The word “leviathan” conjures the image of something as huge as an ocean liner, and that’s appropriate for this look at the breadth and reach of multinational corporations, or MNCs.
Nine chapters in three sections cover the scope, governance, and cultural, historical, and social implications of multinationals. Chapter One, for instance, gives a broad overview of a typical MNC, Unilever. Unilever is a perfect illustration of the global reach of MNCs, and we are reminded that the Ben & Jerry’s ice cream business, to take one example, is no longer a “local” company but one of over 400 brands that Unilever owns.
Both editors are prominent business historians—Alfred D. Chandler Jr. is a Pulitzer Prize winner and emeritus professor at Harvard Business School, and Bruce Mazlish is a professor of history at MIT. The contributing authors are academics and practitioners who span the globe from Tufts University in Massachusetts to the Roberts Research Group of Australia. Their overall dispassionate approach, neither placing blame nor praising, is valuable and rare for a book about the economic, political, and social impact of MNCs.
The editors acknowledge focusing heavily on MNCs in the United States; future publications, they hope, will look around the rest of the globe.
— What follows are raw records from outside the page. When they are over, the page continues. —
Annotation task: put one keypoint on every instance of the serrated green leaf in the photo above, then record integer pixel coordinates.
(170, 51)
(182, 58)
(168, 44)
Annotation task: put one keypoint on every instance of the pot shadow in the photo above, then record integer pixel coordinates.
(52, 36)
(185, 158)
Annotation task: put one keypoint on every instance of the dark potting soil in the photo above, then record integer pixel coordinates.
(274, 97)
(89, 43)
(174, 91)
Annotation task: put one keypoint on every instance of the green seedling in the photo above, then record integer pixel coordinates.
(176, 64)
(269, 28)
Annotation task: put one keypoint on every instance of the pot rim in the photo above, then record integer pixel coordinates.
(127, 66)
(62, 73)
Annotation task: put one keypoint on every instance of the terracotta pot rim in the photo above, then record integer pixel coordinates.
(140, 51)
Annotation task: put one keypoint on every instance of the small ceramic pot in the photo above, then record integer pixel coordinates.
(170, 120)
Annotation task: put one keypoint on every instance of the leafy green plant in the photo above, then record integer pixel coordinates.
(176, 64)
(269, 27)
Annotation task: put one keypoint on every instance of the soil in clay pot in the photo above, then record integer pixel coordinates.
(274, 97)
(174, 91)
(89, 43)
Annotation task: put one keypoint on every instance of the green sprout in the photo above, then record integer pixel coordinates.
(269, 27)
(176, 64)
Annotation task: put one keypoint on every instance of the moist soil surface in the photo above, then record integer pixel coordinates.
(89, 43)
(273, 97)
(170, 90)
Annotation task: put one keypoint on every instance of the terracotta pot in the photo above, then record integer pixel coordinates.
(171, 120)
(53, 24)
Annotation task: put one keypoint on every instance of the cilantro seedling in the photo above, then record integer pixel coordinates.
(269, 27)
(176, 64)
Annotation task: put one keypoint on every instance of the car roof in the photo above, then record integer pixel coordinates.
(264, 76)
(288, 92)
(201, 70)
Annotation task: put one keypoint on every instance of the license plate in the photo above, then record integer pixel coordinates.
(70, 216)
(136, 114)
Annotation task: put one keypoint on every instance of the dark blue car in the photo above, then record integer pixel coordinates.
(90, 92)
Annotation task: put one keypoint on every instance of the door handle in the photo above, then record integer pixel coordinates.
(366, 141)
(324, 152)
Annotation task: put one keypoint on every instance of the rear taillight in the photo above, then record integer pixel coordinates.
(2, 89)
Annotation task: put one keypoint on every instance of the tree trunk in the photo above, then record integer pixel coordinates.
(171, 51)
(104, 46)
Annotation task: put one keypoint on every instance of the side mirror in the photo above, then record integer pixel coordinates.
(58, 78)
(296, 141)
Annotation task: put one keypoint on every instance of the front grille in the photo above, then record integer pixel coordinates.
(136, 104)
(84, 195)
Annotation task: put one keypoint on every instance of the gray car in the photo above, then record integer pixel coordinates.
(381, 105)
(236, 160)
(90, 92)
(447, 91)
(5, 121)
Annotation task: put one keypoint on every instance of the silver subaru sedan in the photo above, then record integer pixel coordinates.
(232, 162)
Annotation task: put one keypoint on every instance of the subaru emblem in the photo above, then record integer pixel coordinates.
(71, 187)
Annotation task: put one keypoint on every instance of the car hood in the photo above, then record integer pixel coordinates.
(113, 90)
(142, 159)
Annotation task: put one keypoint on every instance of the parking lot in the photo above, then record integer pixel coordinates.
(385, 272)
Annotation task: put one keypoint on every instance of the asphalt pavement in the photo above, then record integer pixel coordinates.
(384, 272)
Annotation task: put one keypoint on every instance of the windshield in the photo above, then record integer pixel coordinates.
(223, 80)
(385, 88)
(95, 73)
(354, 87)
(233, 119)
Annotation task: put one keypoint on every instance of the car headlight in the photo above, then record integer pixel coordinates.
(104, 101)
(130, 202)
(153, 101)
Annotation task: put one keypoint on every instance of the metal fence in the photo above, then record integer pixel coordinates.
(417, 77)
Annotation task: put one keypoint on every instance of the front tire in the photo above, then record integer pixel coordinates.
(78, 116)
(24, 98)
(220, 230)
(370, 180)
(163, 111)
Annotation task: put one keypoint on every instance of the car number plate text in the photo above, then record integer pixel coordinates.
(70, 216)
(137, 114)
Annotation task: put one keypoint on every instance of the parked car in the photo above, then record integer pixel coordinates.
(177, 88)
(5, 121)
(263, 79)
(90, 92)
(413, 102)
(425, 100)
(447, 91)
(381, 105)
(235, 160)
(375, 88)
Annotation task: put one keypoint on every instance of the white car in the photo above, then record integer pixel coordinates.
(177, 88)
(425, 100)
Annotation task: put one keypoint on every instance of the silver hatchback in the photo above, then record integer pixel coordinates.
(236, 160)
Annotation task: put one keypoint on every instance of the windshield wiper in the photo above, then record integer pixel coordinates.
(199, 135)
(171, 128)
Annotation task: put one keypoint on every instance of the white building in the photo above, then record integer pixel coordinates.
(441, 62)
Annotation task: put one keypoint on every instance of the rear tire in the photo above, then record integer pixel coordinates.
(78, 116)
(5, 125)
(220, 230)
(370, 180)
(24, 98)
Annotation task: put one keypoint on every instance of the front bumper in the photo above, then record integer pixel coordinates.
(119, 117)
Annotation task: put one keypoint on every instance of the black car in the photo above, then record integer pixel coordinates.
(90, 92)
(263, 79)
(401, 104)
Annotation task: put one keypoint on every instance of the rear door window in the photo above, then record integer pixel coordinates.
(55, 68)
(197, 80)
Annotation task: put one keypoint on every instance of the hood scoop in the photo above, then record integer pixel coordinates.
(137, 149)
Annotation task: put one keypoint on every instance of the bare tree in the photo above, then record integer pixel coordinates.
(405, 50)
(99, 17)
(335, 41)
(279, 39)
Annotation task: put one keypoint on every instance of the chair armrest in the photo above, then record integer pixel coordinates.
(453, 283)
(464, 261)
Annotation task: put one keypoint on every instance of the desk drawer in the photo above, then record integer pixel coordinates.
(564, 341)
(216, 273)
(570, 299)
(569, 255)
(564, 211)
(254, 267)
This book complements 2003’s Global Inc.: An Atlas of the Multinational Corporation. Both grew out of an academic project called “Mapping the Multinational Corporations” that tries to convey through pictures and text the power and complexity of multinationals.
Leviathans as a whole provides historical and present-day contexts for analyzing globalization. The “new global epoch” they describe—a time when economic gain spans national boundaries but so do concerns about human factors—is very much our own.